Freitag, 17. September 2021

Ex Libris

Oberflächlich betrachtet bin ich ein Mensch, der es gerne schön übersichtlich ordentlich hat. Aber in den von mir angelegten Mikro-Kosmen herrscht dennoch mehr Chaos als in einem Spiralnebel. Schon allein, dass ich diesen veralteten Begriff für eine Spiral-Galaxie benütze, zeigt ja, dass ich ein alter Wirrkopf bin.

quelle: wiki.org

Mit schöner Regelmäßigkeit räume ich aber auch auf: Mein Regal im Arbeitszimmer und meinen Schreibtisch zum Malen in der Cantina. Dann fegen wieder allzu bald Tornados, die von keinem Wetterbericht angekündigt werden, über sie hinweg oder durch sie hindurch, Danach sieht es bei mir fast so aus. wie man sich ein Übungsgelände für den Katastrophen-Schutz vorstellt. 

Wer finden will, muss stöbern! Dass das manchmal zu schönen Überraschungen oder dem Auffinden von Memorabilien führt. lindert die hysterischen Anfälle kaum, die ich beim Suchen habe.

Und dann diese Verhöhnung aus längst vergangenen Tagen als extreme Büchernarren: In einem kleinen Bücher-Regal auf dem Treppen-Absatz hinauf zum Wohnzimmer, in dem ich meinst zu aller Letzt suche, sticht mir ein venezianisches Pappkästchen ins Auge, wie wir sie früher gerne innerhalb der Familie verwendet haben, um darin kleine Geschenke zu überreichen.

Und siehe da; Das war sogar ein Geschenk für mich gewesen. - Zu den Mahagoni-Regalen, die ich mir einst hochmögend für mein im englischen Stil eingerichtetes Arbeitszimmer in München gegönnt habe.
Wie muss mich die Zeit überrannt haben, dass ich mit dem Einkleben der Ex Libris, die Familien-Namen und -Wappen zeigen, nicht nachgekommen bin?
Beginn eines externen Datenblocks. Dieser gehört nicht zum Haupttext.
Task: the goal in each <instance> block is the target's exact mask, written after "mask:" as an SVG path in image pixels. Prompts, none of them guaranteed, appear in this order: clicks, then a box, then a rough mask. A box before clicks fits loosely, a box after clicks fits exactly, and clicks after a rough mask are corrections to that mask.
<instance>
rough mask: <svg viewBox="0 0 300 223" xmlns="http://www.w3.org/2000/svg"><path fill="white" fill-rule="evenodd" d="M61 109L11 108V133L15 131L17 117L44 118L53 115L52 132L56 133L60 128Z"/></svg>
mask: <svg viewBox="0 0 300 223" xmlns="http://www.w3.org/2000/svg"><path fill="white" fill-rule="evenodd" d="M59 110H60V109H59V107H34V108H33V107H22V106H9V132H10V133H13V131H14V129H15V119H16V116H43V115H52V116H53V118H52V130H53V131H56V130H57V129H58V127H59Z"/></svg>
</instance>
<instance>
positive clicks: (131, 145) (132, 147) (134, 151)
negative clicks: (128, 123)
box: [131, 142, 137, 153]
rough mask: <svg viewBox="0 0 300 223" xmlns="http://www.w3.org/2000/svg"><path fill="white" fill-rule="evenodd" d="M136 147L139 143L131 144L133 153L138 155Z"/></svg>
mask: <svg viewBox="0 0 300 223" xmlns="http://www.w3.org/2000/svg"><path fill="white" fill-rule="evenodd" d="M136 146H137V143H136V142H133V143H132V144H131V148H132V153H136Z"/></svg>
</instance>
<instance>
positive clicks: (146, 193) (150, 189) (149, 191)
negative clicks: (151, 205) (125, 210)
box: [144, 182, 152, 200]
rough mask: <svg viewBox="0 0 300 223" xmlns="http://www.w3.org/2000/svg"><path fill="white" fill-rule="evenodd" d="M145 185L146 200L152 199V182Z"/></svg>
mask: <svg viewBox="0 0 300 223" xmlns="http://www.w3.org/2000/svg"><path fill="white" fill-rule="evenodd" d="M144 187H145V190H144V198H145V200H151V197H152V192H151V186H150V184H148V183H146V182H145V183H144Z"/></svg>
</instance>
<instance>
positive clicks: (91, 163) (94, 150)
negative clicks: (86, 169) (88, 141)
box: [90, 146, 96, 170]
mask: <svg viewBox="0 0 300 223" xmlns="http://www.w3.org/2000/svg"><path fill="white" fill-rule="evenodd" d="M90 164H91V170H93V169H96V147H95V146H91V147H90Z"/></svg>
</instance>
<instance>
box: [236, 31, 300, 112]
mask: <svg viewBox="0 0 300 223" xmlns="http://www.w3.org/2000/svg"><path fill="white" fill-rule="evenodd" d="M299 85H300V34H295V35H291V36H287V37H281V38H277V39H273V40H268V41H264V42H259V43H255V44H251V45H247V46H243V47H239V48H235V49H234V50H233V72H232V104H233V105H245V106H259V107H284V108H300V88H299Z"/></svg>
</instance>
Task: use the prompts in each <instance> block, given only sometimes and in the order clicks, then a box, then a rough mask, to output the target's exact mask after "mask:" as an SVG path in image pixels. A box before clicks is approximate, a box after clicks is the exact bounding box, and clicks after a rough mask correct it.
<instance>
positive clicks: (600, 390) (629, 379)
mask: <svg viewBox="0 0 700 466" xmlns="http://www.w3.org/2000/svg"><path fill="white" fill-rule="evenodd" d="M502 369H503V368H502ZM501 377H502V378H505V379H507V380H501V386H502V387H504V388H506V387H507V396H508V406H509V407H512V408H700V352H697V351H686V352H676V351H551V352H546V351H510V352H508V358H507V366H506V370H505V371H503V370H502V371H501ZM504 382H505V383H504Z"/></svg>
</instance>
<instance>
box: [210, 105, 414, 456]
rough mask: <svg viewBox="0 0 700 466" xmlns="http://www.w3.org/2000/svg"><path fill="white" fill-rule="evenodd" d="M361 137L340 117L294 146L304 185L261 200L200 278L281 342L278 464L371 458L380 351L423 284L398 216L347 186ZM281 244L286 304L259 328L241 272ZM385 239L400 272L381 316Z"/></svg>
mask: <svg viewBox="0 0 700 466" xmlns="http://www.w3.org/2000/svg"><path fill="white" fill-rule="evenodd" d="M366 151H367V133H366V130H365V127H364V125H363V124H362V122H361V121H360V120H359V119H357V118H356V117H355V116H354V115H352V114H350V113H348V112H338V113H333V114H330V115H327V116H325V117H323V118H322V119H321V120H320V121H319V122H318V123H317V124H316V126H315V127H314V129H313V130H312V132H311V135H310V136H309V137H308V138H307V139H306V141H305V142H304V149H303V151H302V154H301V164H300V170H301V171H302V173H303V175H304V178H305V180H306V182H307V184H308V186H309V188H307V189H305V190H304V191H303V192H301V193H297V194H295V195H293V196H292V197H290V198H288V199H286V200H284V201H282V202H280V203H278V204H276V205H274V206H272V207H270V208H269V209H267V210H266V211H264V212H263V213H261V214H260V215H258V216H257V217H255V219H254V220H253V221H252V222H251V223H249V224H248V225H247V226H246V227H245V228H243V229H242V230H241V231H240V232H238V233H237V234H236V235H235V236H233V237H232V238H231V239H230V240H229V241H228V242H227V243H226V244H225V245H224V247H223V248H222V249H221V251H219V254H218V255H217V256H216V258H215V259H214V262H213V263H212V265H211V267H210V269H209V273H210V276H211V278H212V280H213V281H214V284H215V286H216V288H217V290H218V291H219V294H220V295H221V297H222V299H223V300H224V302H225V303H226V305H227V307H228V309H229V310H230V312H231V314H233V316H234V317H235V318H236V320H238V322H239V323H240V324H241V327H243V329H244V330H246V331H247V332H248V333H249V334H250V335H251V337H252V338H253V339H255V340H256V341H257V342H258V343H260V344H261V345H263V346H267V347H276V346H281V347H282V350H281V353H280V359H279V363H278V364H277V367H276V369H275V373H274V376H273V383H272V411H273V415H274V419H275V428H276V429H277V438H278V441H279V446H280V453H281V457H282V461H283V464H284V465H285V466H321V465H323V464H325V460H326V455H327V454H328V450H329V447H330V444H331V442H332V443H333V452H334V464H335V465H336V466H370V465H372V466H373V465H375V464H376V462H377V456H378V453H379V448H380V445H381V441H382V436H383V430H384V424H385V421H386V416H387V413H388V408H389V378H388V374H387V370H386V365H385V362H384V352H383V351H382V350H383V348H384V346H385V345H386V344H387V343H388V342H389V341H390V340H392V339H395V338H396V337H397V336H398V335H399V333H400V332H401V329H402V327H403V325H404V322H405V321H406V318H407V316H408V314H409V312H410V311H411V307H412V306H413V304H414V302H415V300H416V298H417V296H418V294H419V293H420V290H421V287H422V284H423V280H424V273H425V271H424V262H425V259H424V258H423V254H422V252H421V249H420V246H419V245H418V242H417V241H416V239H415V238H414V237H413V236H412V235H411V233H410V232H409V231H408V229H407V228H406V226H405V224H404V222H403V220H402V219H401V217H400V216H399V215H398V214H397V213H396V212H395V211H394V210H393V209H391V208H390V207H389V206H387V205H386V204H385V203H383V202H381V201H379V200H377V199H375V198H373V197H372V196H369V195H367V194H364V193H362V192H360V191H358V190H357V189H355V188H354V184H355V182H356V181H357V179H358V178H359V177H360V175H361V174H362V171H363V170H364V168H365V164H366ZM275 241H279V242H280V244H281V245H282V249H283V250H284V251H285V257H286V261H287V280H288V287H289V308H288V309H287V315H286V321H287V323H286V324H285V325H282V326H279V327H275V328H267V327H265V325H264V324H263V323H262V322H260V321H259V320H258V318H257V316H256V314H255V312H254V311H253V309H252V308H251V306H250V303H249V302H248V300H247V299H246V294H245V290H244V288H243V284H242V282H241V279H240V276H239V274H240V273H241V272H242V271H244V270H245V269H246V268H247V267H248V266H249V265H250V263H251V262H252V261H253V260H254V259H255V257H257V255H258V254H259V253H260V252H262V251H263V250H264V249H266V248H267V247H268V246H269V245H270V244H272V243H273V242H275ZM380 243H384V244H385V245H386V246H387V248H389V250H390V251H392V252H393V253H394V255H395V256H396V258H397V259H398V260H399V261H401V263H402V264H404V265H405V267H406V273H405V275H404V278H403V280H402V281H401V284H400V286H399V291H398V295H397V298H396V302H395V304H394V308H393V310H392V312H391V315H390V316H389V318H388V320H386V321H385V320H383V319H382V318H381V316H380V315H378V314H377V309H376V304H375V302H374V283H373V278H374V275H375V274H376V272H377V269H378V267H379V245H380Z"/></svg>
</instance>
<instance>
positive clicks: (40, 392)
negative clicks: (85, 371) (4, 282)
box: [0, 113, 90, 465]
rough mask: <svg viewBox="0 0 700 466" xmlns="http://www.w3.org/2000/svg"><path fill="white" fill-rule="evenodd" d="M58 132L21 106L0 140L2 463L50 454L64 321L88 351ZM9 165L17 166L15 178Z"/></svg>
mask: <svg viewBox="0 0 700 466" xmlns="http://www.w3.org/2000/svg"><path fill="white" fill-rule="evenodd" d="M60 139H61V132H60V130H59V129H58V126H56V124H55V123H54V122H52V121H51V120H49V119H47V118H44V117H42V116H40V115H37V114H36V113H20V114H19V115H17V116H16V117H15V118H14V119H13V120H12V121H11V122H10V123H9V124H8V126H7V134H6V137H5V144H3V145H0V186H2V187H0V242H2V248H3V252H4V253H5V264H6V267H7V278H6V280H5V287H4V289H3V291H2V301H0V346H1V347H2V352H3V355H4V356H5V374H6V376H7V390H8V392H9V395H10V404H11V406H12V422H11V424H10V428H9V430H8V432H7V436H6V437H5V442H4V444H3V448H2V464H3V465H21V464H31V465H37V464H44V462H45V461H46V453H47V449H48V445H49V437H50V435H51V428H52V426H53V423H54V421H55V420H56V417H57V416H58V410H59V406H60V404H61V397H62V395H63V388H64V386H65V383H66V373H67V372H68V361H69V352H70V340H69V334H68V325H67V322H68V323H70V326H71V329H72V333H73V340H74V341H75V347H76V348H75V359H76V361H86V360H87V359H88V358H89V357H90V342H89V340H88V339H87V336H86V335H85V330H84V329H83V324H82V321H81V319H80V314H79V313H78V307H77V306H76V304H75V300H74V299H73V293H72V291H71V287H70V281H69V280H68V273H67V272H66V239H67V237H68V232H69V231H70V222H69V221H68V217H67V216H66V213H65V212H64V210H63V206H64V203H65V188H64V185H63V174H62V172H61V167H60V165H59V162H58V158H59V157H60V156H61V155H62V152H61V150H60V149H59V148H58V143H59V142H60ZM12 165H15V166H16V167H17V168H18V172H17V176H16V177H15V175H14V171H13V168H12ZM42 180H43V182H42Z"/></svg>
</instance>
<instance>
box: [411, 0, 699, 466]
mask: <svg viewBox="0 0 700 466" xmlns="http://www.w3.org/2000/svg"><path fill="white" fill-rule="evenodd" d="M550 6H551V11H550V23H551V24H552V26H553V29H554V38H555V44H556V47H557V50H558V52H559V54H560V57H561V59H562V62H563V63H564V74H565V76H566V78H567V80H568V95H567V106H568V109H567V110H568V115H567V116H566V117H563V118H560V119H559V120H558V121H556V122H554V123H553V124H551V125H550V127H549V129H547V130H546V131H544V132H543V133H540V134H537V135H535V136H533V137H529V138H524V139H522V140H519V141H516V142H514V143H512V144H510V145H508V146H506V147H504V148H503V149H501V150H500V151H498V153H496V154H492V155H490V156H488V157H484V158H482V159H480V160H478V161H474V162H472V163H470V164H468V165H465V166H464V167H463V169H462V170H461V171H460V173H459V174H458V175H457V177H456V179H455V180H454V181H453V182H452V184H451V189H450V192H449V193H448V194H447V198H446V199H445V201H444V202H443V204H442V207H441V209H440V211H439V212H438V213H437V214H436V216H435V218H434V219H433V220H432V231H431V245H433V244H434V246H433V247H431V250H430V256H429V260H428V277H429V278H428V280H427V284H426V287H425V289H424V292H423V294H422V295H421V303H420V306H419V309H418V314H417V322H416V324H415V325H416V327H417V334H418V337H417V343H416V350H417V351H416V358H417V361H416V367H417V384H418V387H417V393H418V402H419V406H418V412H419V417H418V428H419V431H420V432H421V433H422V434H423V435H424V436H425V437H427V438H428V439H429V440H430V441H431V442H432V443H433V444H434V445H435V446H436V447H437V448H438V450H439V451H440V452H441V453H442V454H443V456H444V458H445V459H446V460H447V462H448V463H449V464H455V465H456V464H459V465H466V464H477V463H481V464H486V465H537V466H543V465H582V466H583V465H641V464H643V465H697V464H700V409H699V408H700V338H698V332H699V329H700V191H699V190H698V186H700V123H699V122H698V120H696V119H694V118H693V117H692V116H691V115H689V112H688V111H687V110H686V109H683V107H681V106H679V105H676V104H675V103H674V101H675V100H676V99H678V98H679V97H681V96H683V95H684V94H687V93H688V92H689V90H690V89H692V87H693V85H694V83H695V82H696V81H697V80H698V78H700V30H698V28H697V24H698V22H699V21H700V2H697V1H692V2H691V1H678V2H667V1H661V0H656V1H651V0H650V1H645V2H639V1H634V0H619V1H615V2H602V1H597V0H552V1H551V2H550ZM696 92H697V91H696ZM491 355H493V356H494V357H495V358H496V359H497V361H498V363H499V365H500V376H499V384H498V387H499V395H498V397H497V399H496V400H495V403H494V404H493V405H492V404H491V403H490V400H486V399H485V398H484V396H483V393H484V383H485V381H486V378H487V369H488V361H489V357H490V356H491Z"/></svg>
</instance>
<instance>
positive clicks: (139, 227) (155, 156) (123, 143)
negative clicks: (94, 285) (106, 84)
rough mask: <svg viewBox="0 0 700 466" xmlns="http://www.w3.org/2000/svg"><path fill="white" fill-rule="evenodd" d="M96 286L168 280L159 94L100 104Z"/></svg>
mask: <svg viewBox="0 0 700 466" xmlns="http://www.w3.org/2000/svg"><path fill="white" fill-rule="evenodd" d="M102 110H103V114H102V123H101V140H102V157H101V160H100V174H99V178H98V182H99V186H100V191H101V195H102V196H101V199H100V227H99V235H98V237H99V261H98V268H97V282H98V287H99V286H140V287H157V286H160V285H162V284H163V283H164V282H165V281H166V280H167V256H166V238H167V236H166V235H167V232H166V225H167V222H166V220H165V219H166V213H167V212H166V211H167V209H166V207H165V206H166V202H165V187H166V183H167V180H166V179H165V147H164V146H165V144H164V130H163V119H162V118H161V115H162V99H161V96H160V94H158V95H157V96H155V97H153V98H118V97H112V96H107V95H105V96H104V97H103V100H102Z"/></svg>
Das Kästchen mit den Selbstklebern ist noch halb voll und weckt die schmerzhaften Erinnerungen vor den Tagen, als wir zunächst ganz nach Italien gezogen sind.

Als Buchhändler waren meine Frau und ich so stolz auf jedes Buch, das wir erworben oder geschenkt bekommen haben. Nur die, die wir unbedingt wieder haben wollten, wurden zu jener Zeit vor dem Ausleihen mit dem Ex Libris versehen, aber ob wir je alle zurück bekommen haben, ist fraglich und hat sich dann auch erübrigt.  Angesichts der vielen schweren Kartons, die zur Burg hätten hoch geschleppt werden müssen, haben wir dann rund die Hälfte aller Bücher verschenkt und einen Teil, der uns nichts mehr bedeutete, sogar der Müllabfuhr und der Papiertonne überlassen.

Hier auf der Burg waren es dann immer noch so viele. dass sie sich auf drei Etagen mit insgesamt fünf Regalen verteilen. Die zunächst angestrebte Ordnung nach Autoren-Namen hielt nur grob, weil ein paar Jahre lang jeder Besuch in die "Literatur-Diaspora" an der Bestseller-Liste orientierte Neuerscheinung mitgebracht hat. Die stapeln sich nun teils immer noch im Endregal. Offensichtlich haben wir dann eingedenk des erfahrenen Verlustes auch auf das Einkleben der Ex Libris verzichtet.

In meinen Augen wäre das auch ein Hohn gewesen. weil ich angeheizt durch meinen Amerikanische Literatur studierenden Sohn im E-Reader dank das Gutenberg-Projekts dessen gesamte Pflichtlektüre nachvollzog.  Letztendlich aber  las und schrieb ich soviel am Computer, dass ich nur noch ganz selten ein echtes Buch in der Hand hielt.

Während meine Frau seit zwei Jahren wieder das Lesen für sich entdeckt hat, weil die vielen Fernsehprogramme ja immer schlechter wurden, konnte das Buch bei mit kein Comeback feiern. Zu sehr hatte sich bei den meisten neuen Literaten der verschiedensten Sprachen die Mechanik des "Creative Writings" durchgesetzt. als  dass die  mich noch neugierig genug machten, meine Bücher-Müdigkeit zu überwinden. Auch das Fordern der Verlage, dass meine Lieblingsautoren in kurzen Abständen für mehr verkaufte Auflage immer schneller nachliefern mussten, erhöhte deren bis dahin genossene Qualität nicht wirklich.

Mir schallt da zum Hohn der altbairische Autoren-Spruch immer wieder durch den Kopf, den ich so gerne benutzt habe:

"S'weng, wos i lies, schreib i selm!"
"Das wenige, was ich lese, schreibe ich selbst!"